The Mahmudiyah Massacre – known now by the 502nd’s unit symbol as the “Black Hearts massacre” – soon became international news. It was a propaganda nugget for al-Qaeda and other Islamist organizations. When three other soldiers from Bravo were kidnapped by militants, tortured, and murdered, the Mujahideen Shura Council (now part of ISIS) released a video of their mutilated bodies, claiming that it was vengeance for the “murder of our sister Abeer.” The cycle of violence in the Triangle of Death continued as the killings rose throughout 2006, even after the 101st Airborne left the sector. The crime was a grave discredit to the United States Army, and helped further the bitterness Iraqis felt towards their erstwhile liberators.


Green and the three other soldiers, along with another who had facilitated their crime, were tried and convicted of rape and murder. Green was spared the death penalty, which invoked outrage from the family’s relatives who had been brought to witness the trial in Kentucky – Abeer’s uncle described the sentence as a “crime almost worse than the soldier’s crime.” Either way, Satan got his man in 2014 when Green died in the United States Penitentiary in Tucson, Arizona following complications from an attempted suicide. The other three participants in the rape-murder remain at Fort Leavenworth, Kansas.


Why THIS story? This isn’t your usual stuff, Jay. This sucks, it’s nasty, it’s not a good story. And you're right.

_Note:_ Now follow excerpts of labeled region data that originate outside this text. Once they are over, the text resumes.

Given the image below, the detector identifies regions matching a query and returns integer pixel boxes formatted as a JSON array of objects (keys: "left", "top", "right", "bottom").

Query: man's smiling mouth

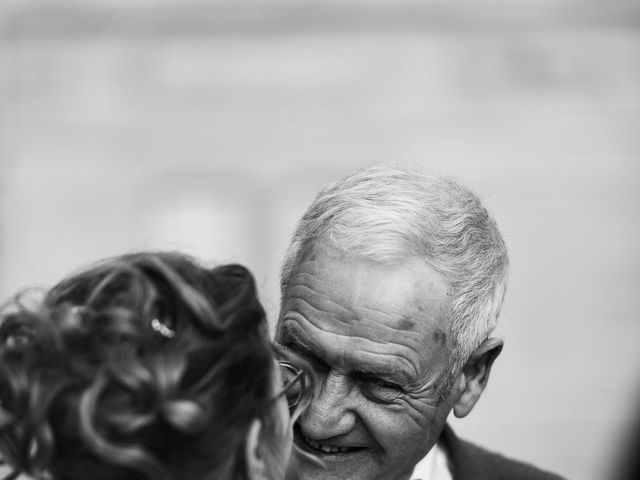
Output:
[{"left": 302, "top": 435, "right": 352, "bottom": 453}]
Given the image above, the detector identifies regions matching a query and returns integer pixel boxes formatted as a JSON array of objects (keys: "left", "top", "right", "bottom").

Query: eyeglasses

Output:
[{"left": 275, "top": 360, "right": 307, "bottom": 410}]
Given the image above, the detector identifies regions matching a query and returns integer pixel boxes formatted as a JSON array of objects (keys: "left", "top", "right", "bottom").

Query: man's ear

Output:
[
  {"left": 453, "top": 338, "right": 503, "bottom": 418},
  {"left": 244, "top": 418, "right": 267, "bottom": 480}
]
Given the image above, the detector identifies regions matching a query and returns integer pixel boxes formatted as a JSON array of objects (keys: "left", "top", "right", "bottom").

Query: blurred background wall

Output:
[{"left": 0, "top": 0, "right": 640, "bottom": 480}]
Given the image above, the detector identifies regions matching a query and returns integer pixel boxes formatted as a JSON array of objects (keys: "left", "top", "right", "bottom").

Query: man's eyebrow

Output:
[{"left": 354, "top": 366, "right": 415, "bottom": 385}]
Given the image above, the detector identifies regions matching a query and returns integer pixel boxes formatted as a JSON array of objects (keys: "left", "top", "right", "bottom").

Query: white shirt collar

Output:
[{"left": 411, "top": 443, "right": 453, "bottom": 480}]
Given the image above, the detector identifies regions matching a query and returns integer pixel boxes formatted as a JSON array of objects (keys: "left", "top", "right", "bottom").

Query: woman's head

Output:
[{"left": 0, "top": 253, "right": 312, "bottom": 480}]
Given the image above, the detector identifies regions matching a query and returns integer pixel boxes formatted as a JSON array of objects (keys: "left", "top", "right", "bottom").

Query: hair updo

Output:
[{"left": 0, "top": 253, "right": 280, "bottom": 480}]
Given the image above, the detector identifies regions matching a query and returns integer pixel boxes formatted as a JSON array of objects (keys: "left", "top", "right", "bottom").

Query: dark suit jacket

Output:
[{"left": 440, "top": 425, "right": 563, "bottom": 480}]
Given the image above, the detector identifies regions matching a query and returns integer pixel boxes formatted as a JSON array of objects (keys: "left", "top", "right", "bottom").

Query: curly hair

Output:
[{"left": 0, "top": 252, "right": 302, "bottom": 480}]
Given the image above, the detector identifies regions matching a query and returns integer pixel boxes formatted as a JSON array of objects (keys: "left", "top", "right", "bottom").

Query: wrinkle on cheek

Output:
[{"left": 403, "top": 399, "right": 436, "bottom": 430}]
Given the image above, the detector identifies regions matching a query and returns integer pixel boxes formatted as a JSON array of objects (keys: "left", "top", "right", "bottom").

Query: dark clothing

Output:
[{"left": 441, "top": 425, "right": 563, "bottom": 480}]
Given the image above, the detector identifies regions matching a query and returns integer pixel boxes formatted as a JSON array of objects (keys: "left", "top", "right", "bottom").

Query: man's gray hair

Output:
[{"left": 281, "top": 165, "right": 509, "bottom": 376}]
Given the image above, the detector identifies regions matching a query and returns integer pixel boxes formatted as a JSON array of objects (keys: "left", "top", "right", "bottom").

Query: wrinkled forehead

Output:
[{"left": 280, "top": 247, "right": 450, "bottom": 333}]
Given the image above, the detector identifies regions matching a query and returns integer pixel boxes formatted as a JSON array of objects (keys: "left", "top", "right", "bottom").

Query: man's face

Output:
[{"left": 277, "top": 249, "right": 453, "bottom": 480}]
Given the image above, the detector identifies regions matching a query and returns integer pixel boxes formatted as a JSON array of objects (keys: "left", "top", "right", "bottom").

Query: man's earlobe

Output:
[
  {"left": 245, "top": 418, "right": 267, "bottom": 480},
  {"left": 453, "top": 338, "right": 504, "bottom": 418}
]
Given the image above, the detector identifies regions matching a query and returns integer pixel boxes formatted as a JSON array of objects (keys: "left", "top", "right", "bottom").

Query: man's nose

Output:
[{"left": 300, "top": 371, "right": 356, "bottom": 440}]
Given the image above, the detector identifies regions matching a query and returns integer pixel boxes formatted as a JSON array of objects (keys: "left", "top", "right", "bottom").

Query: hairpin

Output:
[{"left": 151, "top": 318, "right": 176, "bottom": 338}]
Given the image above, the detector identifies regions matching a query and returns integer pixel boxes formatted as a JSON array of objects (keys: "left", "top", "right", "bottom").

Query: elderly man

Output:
[{"left": 276, "top": 166, "right": 558, "bottom": 480}]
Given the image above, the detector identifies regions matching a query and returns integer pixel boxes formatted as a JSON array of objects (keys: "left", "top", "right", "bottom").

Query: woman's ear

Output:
[
  {"left": 244, "top": 418, "right": 267, "bottom": 480},
  {"left": 453, "top": 338, "right": 503, "bottom": 418}
]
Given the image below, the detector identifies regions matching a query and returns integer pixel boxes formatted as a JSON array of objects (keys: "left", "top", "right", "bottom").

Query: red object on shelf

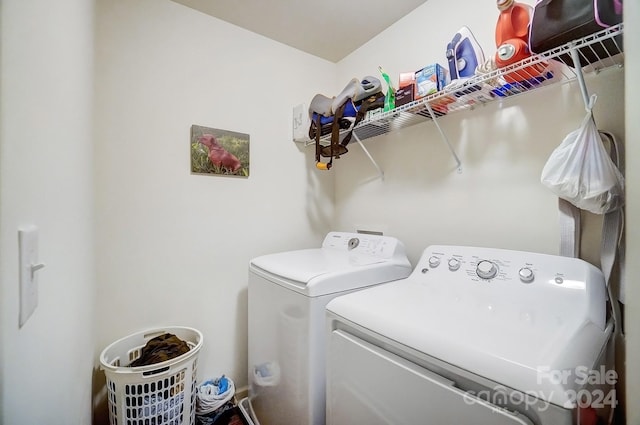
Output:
[{"left": 495, "top": 0, "right": 545, "bottom": 83}]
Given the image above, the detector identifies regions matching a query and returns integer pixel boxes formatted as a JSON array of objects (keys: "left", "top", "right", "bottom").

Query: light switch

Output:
[{"left": 18, "top": 226, "right": 44, "bottom": 327}]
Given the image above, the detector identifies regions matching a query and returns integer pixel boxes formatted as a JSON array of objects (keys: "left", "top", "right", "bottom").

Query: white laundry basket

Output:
[{"left": 100, "top": 327, "right": 202, "bottom": 425}]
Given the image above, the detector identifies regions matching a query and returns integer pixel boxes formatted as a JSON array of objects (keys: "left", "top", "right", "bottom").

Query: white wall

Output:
[
  {"left": 335, "top": 0, "right": 624, "bottom": 264},
  {"left": 624, "top": 2, "right": 640, "bottom": 425},
  {"left": 95, "top": 0, "right": 335, "bottom": 414},
  {"left": 0, "top": 0, "right": 95, "bottom": 425}
]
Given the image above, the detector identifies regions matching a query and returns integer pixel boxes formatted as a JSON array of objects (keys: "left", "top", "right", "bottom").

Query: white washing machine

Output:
[
  {"left": 327, "top": 246, "right": 617, "bottom": 425},
  {"left": 241, "top": 232, "right": 412, "bottom": 425}
]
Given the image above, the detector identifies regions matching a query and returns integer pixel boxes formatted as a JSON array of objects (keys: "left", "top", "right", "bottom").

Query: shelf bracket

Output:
[
  {"left": 425, "top": 102, "right": 462, "bottom": 173},
  {"left": 571, "top": 43, "right": 589, "bottom": 108},
  {"left": 352, "top": 131, "right": 384, "bottom": 180}
]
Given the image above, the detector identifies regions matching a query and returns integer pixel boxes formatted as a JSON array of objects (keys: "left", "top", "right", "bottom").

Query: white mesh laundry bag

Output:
[{"left": 540, "top": 95, "right": 624, "bottom": 214}]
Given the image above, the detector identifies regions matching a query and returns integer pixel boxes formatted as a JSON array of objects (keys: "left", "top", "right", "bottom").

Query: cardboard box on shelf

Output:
[
  {"left": 415, "top": 63, "right": 449, "bottom": 99},
  {"left": 396, "top": 72, "right": 416, "bottom": 107}
]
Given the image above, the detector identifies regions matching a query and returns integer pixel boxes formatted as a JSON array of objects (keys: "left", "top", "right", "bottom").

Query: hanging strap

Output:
[
  {"left": 599, "top": 131, "right": 625, "bottom": 337},
  {"left": 558, "top": 198, "right": 581, "bottom": 258}
]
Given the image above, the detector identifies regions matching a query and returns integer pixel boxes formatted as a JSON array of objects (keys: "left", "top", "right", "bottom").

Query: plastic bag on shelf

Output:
[{"left": 540, "top": 95, "right": 624, "bottom": 214}]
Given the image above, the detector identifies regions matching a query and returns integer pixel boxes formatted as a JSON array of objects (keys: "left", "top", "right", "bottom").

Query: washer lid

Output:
[{"left": 327, "top": 246, "right": 611, "bottom": 408}]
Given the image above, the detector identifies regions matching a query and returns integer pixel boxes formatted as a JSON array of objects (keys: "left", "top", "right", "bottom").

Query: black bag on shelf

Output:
[{"left": 529, "top": 0, "right": 622, "bottom": 66}]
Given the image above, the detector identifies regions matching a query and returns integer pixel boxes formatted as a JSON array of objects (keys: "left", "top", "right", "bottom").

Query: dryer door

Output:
[{"left": 327, "top": 329, "right": 533, "bottom": 425}]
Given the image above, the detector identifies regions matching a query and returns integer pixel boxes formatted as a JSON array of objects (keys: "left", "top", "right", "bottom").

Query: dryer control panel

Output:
[{"left": 322, "top": 232, "right": 406, "bottom": 259}]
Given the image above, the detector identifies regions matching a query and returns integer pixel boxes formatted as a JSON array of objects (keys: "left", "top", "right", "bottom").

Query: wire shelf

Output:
[{"left": 321, "top": 24, "right": 624, "bottom": 144}]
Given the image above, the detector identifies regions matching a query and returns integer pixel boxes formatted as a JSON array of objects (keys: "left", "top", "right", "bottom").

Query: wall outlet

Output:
[{"left": 18, "top": 226, "right": 44, "bottom": 327}]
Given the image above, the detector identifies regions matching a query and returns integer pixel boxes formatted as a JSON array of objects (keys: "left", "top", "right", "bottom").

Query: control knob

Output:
[
  {"left": 518, "top": 267, "right": 535, "bottom": 283},
  {"left": 476, "top": 260, "right": 498, "bottom": 279},
  {"left": 448, "top": 258, "right": 460, "bottom": 272}
]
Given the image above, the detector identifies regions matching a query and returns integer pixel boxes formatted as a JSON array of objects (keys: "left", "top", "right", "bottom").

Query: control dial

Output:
[
  {"left": 429, "top": 255, "right": 440, "bottom": 268},
  {"left": 518, "top": 267, "right": 536, "bottom": 283},
  {"left": 476, "top": 260, "right": 498, "bottom": 279},
  {"left": 447, "top": 258, "right": 460, "bottom": 272}
]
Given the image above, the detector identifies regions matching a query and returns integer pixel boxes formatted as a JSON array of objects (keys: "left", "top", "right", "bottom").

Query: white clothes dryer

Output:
[
  {"left": 327, "top": 245, "right": 617, "bottom": 425},
  {"left": 242, "top": 232, "right": 412, "bottom": 425}
]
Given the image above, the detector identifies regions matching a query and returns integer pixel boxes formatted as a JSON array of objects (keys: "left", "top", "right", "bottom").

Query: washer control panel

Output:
[
  {"left": 415, "top": 245, "right": 600, "bottom": 287},
  {"left": 405, "top": 245, "right": 606, "bottom": 340}
]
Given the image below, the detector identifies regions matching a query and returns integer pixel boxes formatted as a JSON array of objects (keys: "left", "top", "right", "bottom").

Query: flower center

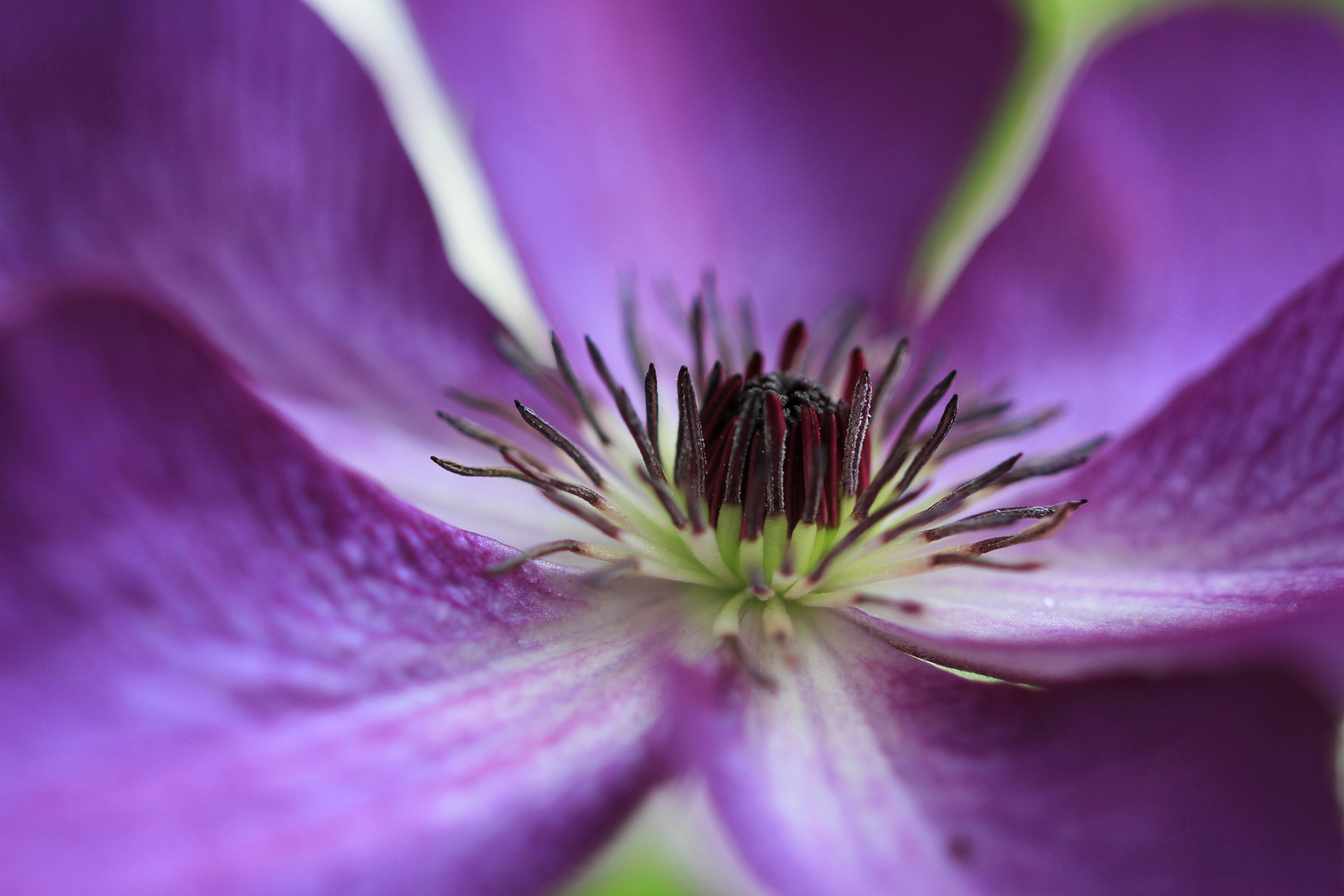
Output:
[{"left": 433, "top": 283, "right": 1101, "bottom": 647}]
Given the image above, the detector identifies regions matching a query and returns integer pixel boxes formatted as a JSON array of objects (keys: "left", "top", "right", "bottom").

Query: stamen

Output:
[
  {"left": 500, "top": 449, "right": 616, "bottom": 512},
  {"left": 919, "top": 504, "right": 1059, "bottom": 542},
  {"left": 585, "top": 337, "right": 689, "bottom": 529},
  {"left": 490, "top": 330, "right": 577, "bottom": 416},
  {"left": 510, "top": 399, "right": 606, "bottom": 488},
  {"left": 942, "top": 404, "right": 1063, "bottom": 457},
  {"left": 434, "top": 280, "right": 1102, "bottom": 666},
  {"left": 551, "top": 330, "right": 611, "bottom": 445},
  {"left": 1003, "top": 436, "right": 1110, "bottom": 486},
  {"left": 672, "top": 365, "right": 706, "bottom": 533},
  {"left": 808, "top": 482, "right": 928, "bottom": 584},
  {"left": 738, "top": 295, "right": 757, "bottom": 358},
  {"left": 644, "top": 364, "right": 663, "bottom": 467},
  {"left": 429, "top": 454, "right": 536, "bottom": 485},
  {"left": 891, "top": 395, "right": 957, "bottom": 508},
  {"left": 882, "top": 451, "right": 1021, "bottom": 543},
  {"left": 840, "top": 370, "right": 872, "bottom": 497},
  {"left": 817, "top": 305, "right": 863, "bottom": 386},
  {"left": 542, "top": 486, "right": 621, "bottom": 538},
  {"left": 854, "top": 363, "right": 957, "bottom": 520},
  {"left": 485, "top": 538, "right": 617, "bottom": 575},
  {"left": 434, "top": 408, "right": 548, "bottom": 470}
]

United States military history is not an unblemished march of triumphs and heroes. There is dark stuff in there, darker than night, and it needs to be told. History is not complete without the good and the bad. The Black Hearts Massacre is important, not only for what it meant for the Iraq War but for what it says about soldiers in action. Green and the other criminals that committed the act were to blame, but so were multiple leaders at multiple levels that failed to lift the stress of combat, failed to understand what was going on in their sector, and failed to treat a soldier suffering from severe combat stress and exhibiting troubling behavior.


It also signifies a lot about the type of war Iraq was – a liberation turned into an occupation, crusade turned into trial, a badly conceived and badly executed military adventure. The people who caused it – the American leadership, Saddam and the Ba’athists, terrorist organizers – were not the people who suffered. Those were the American serviceman and the Iraqi civilian. The blame for the terrible failures in Iraq are widespread and deep, but only the people at the bottom paid the price. The cost of war is not merely in money and blood, but in scars in the human soul, damage to the human condition.


The dehumanizing and brutalizing element of war is always there. The more we send our American men and women into wars that they cannot win and do not understand, and the more we ask them to endure beyond the limits of human mental and physical endurance, the more we accept the risk of terrible events and the consequences of our hubris - and the consequences do not always fall on the deserving. If America has learned one thing from Iraq, it should be a painful and sobering understanding of our own limitations.


Book Recommendation: The one, the only: Jim Frederick, Black Hearts: One Platoon's Descent into Madness in the Triangle of Death and the American Struggle in Iraq (New York: Harmony Books, 2010).